Na última terça-feira (22), um atentado violento chocou a cidade turística de Pahalgam, na Caxemira administrada pela Índia, deixando 26 mortos e 17 feridos, conforme dados oficiais. As vítimas foram identificadas em sua maioria como civis indianos, no que já é classificado como o ataque mais letal deste século na região. A reação imediata reacendeu temores de uma escalada perigosa, inclusive com riscos nucleares: a Índia acusou o Paquistão de patrocinar o ataque, acusação negada por Islamabad.
As raízes do conflito remontam à Partição da Índia Britânica, em 1947, quando a colônia foi dividida em dois Estados: um de maioria hindu (Índia) e outro muçulmano (Paquistão). A Caxemira, então principado autônomo sob o marajá hindu Hari Singh, tornou-se um epicentro de disputa, pois, apesar da maioria muçulmana, o governante optou pela adesão à Índia, desencadeando a primeira guerra entre os países.
Apesar do cessar-fogo de 1949 que dividiu o território e da inclusão do Artigo 370 na Constituição indiana, garantindo certa autonomia a Jammu e Caxemira, a Caxemira tornou-se um Estado semicolonial. A autonomia prometida nunca se concretizou plenamente, criando um limbo político que alimentou décadas de insatisfação e intensificou movimentos de insurgência, em sua maioria grupos islâmicos jihadistas apoiados pelo Paquistão.

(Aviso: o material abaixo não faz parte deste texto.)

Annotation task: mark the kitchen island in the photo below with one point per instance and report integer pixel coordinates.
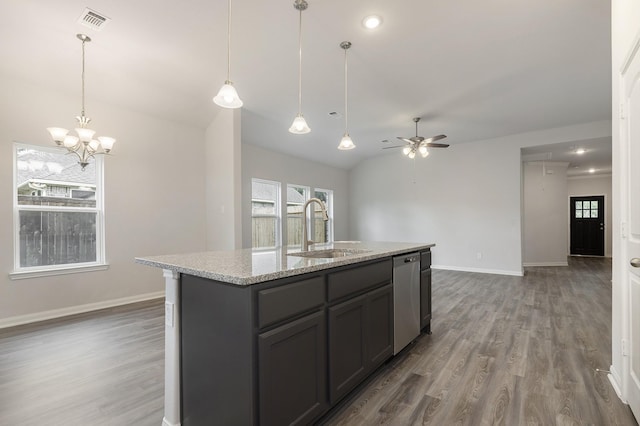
(272, 337)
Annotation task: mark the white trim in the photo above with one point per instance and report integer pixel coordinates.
(72, 310)
(52, 271)
(546, 263)
(479, 270)
(614, 379)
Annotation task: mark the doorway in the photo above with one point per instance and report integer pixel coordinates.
(586, 225)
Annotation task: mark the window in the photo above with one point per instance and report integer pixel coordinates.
(58, 211)
(586, 209)
(323, 231)
(296, 197)
(265, 213)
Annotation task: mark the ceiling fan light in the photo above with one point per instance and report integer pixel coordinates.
(299, 126)
(228, 97)
(346, 143)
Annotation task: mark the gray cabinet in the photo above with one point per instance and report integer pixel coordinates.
(425, 291)
(360, 339)
(292, 372)
(360, 330)
(285, 351)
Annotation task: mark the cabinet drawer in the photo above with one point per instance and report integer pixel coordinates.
(279, 303)
(425, 260)
(344, 283)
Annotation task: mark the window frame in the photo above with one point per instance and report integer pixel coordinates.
(20, 272)
(277, 215)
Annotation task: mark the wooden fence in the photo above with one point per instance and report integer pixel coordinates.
(57, 238)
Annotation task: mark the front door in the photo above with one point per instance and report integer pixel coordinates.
(630, 146)
(587, 225)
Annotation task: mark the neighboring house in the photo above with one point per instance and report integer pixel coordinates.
(45, 174)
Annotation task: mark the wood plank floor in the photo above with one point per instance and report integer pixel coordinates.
(504, 351)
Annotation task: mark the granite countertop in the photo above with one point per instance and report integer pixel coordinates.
(249, 266)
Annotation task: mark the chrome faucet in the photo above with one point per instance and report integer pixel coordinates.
(305, 239)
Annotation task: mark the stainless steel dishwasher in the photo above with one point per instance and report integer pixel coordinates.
(406, 300)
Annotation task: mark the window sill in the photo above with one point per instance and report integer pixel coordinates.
(37, 273)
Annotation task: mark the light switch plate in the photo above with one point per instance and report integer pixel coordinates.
(168, 314)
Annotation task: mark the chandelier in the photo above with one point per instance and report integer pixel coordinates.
(83, 145)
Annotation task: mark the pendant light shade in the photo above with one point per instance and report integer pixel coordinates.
(300, 126)
(346, 143)
(227, 96)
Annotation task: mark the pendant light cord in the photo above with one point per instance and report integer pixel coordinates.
(346, 90)
(300, 65)
(229, 41)
(82, 111)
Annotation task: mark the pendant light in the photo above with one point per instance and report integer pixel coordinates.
(299, 126)
(228, 97)
(346, 143)
(83, 145)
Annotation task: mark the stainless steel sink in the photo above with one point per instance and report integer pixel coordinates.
(329, 253)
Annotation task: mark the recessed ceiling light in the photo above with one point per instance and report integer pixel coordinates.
(372, 21)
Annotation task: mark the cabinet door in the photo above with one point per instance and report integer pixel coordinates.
(292, 372)
(425, 300)
(379, 325)
(347, 350)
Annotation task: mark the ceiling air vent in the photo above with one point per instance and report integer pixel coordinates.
(92, 19)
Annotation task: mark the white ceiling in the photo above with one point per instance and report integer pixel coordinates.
(471, 69)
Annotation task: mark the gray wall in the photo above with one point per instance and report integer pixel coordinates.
(466, 199)
(260, 163)
(546, 211)
(154, 202)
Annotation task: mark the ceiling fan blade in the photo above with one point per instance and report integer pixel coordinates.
(437, 145)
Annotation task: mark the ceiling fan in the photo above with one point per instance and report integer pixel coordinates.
(419, 144)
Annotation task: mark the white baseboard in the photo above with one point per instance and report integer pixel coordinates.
(72, 310)
(565, 263)
(614, 379)
(479, 270)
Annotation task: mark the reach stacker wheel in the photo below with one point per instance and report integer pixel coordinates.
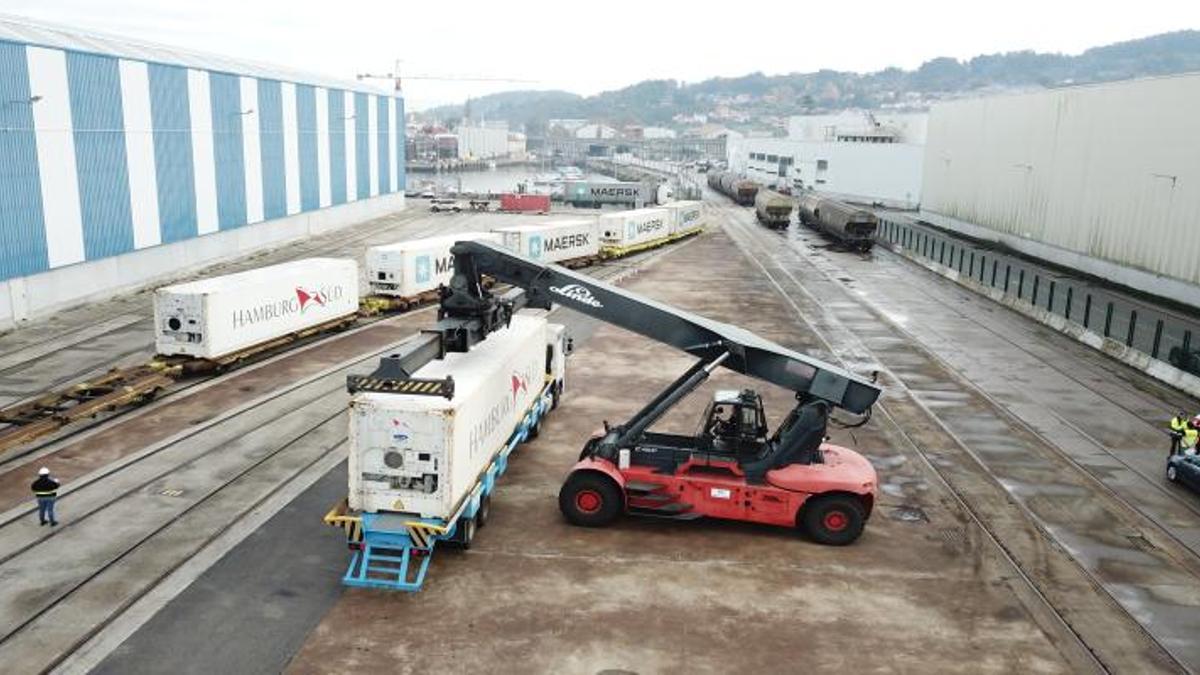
(833, 520)
(591, 500)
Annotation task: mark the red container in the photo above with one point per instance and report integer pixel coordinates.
(515, 202)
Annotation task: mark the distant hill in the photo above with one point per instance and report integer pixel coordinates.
(756, 95)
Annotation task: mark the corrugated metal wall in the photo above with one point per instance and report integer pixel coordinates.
(337, 145)
(101, 156)
(173, 153)
(1109, 172)
(23, 250)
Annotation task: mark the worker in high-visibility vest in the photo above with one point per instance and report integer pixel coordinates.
(1179, 429)
(1191, 436)
(46, 489)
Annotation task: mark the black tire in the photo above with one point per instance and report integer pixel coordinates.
(484, 512)
(833, 520)
(591, 500)
(465, 533)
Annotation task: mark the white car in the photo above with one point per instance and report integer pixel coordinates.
(439, 205)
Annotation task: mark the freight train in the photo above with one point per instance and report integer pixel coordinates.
(274, 305)
(733, 186)
(851, 226)
(773, 209)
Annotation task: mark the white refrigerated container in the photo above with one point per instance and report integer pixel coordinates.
(407, 269)
(216, 317)
(423, 454)
(553, 242)
(634, 227)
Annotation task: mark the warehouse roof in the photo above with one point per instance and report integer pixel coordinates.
(28, 31)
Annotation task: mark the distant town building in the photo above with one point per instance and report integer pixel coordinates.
(595, 131)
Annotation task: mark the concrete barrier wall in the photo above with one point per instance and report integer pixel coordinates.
(41, 294)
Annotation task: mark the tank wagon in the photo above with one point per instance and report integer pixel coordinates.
(733, 186)
(773, 209)
(851, 226)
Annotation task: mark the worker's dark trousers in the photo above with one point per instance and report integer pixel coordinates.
(46, 509)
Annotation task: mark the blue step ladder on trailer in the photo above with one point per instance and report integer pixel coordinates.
(393, 550)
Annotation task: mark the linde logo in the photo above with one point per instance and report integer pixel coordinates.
(567, 242)
(299, 303)
(579, 293)
(600, 191)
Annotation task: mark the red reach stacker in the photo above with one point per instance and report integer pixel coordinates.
(733, 467)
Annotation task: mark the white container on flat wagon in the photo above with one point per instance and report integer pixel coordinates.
(423, 454)
(407, 269)
(553, 242)
(216, 317)
(634, 227)
(685, 216)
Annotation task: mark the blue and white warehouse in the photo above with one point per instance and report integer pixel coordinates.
(124, 162)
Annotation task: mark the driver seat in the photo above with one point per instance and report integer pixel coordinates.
(798, 440)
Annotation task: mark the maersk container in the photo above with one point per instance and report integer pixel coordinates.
(634, 227)
(685, 216)
(423, 455)
(583, 192)
(553, 242)
(407, 269)
(215, 317)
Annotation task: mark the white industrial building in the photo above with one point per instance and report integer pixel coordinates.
(483, 142)
(1099, 178)
(126, 162)
(853, 155)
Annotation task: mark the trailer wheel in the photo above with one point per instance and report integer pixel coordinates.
(484, 512)
(465, 533)
(591, 500)
(834, 520)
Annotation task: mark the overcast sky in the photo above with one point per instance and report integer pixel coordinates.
(595, 46)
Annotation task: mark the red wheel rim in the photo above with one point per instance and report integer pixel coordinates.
(835, 521)
(588, 501)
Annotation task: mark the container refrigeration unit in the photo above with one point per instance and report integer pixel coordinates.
(412, 269)
(228, 316)
(425, 454)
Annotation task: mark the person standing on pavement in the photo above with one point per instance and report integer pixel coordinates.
(46, 489)
(1179, 429)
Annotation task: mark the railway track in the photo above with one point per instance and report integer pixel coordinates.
(983, 470)
(1095, 376)
(132, 523)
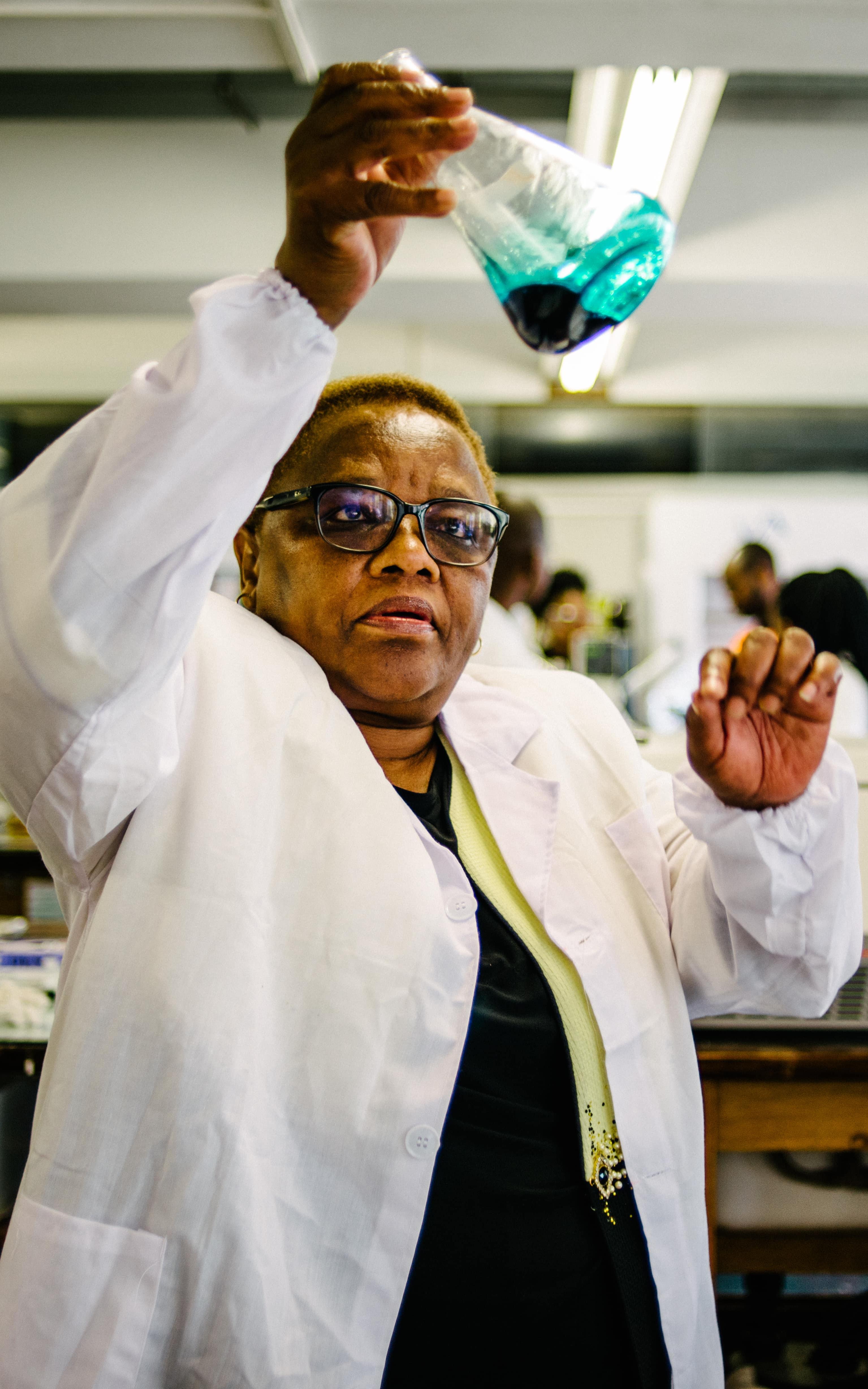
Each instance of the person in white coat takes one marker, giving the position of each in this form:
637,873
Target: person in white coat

O ataque recente, no entanto, introduz um novo ator: a Frente de Resistência da Caxemira (TRF), grupo pouco conhecido que afirma ser um movimento local e secular, sem ligações com Islamabad, surgido em 2020 após a revogação do Artigo 370, que eliminou o status especial da região. A medida permitiu a administração direta por Nova Délhi, vista como afronta à identidade local.
A novidade da investida é a mudança de tática: civis foram atacados deliberadamente. A crise na Caxemira é, como tantas outras, um nó histórico envolvendo religião, geopolítica e identidade, agravado pelo legado colonial. Nesse cenário, grupos como o TRF encontram terreno fértil para recrutamento, e sua radicalização sugere que a janela para um desfecho pacífico está se fechando.
Soluções requerem reconhecer três verdades inconvenientes: o apoio paquistanês a insurgentes alimenta a violência, visto que o país perdeu o controle sobre os grupos que ajudou a criar; a repressão indiana - com toques de recolher, detenções arbitrárias e censura - aprofunda o ressentimento local, gerando mais militantes do que elimina; e, mais importante, os caxemires devem ser sujeitos, não objetos, deste processo.
Qualquer resposta duradoura exigirá mais que medidas unilaterais ou retórica belicista, trazendo ao centro do diálogo o fim do sofrimento da população caxemira. Do contrário, a região seguirá refém de um ciclo de violência cujas consequências podem ir além de suas fronteiras.